To find the angle between two lines, we can use the direction vectors of the lines.For the first line, x + 1 = y + 3 = z - 4,the vector form is
r1 = (x, y, z) = (-1, -3, 4) + t(1, 1, 1)
The direction vector for this line is (1, 1, 1).
For the second line, $\frac {x-4}{1}$ = $\frac {y+2}{2}$ = $\frac {z+1}{2}$
the vector form is r2 = (x, y, z) = (4, -4, -$\frac {1}{2}$) + s(1, 2, $\frac {1}{2}$)
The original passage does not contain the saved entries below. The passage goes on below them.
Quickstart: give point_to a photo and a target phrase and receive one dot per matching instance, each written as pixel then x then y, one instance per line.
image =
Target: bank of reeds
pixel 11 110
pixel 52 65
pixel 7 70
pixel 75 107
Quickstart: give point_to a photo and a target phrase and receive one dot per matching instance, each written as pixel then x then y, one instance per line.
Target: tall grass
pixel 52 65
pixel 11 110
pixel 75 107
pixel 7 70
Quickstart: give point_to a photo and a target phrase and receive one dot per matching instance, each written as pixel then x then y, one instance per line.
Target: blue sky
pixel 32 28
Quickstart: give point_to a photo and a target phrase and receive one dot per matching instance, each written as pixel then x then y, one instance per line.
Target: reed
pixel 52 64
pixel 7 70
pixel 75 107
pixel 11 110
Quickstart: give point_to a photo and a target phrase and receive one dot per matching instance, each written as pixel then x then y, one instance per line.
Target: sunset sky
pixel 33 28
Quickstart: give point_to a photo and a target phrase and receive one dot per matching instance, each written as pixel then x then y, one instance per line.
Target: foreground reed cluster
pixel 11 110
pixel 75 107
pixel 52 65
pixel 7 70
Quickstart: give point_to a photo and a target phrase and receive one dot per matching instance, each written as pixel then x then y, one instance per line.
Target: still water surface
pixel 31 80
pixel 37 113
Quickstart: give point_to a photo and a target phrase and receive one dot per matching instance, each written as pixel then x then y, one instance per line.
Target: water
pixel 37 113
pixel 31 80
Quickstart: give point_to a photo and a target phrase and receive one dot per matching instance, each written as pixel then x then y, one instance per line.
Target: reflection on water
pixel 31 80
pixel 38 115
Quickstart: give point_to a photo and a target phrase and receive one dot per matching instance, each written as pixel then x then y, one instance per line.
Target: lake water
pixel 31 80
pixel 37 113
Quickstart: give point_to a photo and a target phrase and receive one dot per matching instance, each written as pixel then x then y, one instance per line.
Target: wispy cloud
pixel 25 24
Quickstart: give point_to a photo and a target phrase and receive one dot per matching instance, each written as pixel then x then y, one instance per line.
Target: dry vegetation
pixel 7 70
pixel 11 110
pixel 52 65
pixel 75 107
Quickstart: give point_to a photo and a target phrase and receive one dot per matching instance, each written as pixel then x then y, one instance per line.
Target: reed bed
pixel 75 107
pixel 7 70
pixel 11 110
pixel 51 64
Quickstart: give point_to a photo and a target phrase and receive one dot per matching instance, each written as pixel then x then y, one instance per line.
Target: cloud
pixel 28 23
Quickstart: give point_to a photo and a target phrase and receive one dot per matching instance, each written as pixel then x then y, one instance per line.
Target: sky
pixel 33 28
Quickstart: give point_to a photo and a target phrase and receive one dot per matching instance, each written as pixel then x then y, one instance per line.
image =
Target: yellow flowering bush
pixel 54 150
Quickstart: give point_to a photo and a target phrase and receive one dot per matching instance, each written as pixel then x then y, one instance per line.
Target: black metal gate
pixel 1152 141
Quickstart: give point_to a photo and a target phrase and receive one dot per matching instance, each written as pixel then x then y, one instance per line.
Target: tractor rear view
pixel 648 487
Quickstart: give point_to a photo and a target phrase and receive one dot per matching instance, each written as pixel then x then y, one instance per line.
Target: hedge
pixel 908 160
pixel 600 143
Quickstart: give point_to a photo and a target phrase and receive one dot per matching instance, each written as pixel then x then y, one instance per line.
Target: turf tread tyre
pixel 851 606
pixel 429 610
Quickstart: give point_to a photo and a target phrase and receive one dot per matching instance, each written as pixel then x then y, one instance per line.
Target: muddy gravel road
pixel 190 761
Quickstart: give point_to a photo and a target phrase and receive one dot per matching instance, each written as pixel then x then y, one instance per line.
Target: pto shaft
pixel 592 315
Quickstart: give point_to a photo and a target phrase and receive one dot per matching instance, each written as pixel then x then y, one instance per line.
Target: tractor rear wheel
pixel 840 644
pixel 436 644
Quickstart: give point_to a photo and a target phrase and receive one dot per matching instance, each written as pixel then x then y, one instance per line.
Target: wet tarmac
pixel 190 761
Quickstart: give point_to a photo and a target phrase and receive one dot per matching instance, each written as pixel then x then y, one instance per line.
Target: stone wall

The direction vector for this line is (1, 2, $\frac {1}{2}$).To find the angle between two vectors, use the dot product formula:
cosθ =$\frac {u · v}{|u| |v|}$
calculate the dot product and magnitudes:
u · v = (1, 1, 1) · (1, 2, $\frac {1}{2}$) = 1 + 2 + $\frac {1}{2}$ = $\frac {9}{2}$
|u| = $\sqrt {1² + 1² + 1²}$ = $\sqrt 3$
|v| = $\sqrt {1² + 1² + (\frac {1}{2})^2}$ = $\sqrt {1 + 4 + \frac {1}{4}}$ = $\sqrt {\frac {17}{4}}$ = $\frac {\sqrt {17}}{2}$
cosθ = $\frac {u · v}{|u| |v|}$ =$\frac {\frac {9}{2}}{\sqrt 3 \times \frac {\sqrt {17}}{2}}$ = $\frac {9}{2}$ x $\frac {2}{\sqrt 3 .\sqrt {17}}$= $\frac {9}{\sqrt 3 .\sqrt {17}}$ = $\frac {9}{\sqrt {51}}$
To determine the angle θ, we need to find the inverse cosine (arccos) of cosθ
θ = arccos$(\frac {9}{\sqrt {51}})$
Therefore, the angle between the two lines is equal to cos-1$(\frac {5}{9})$.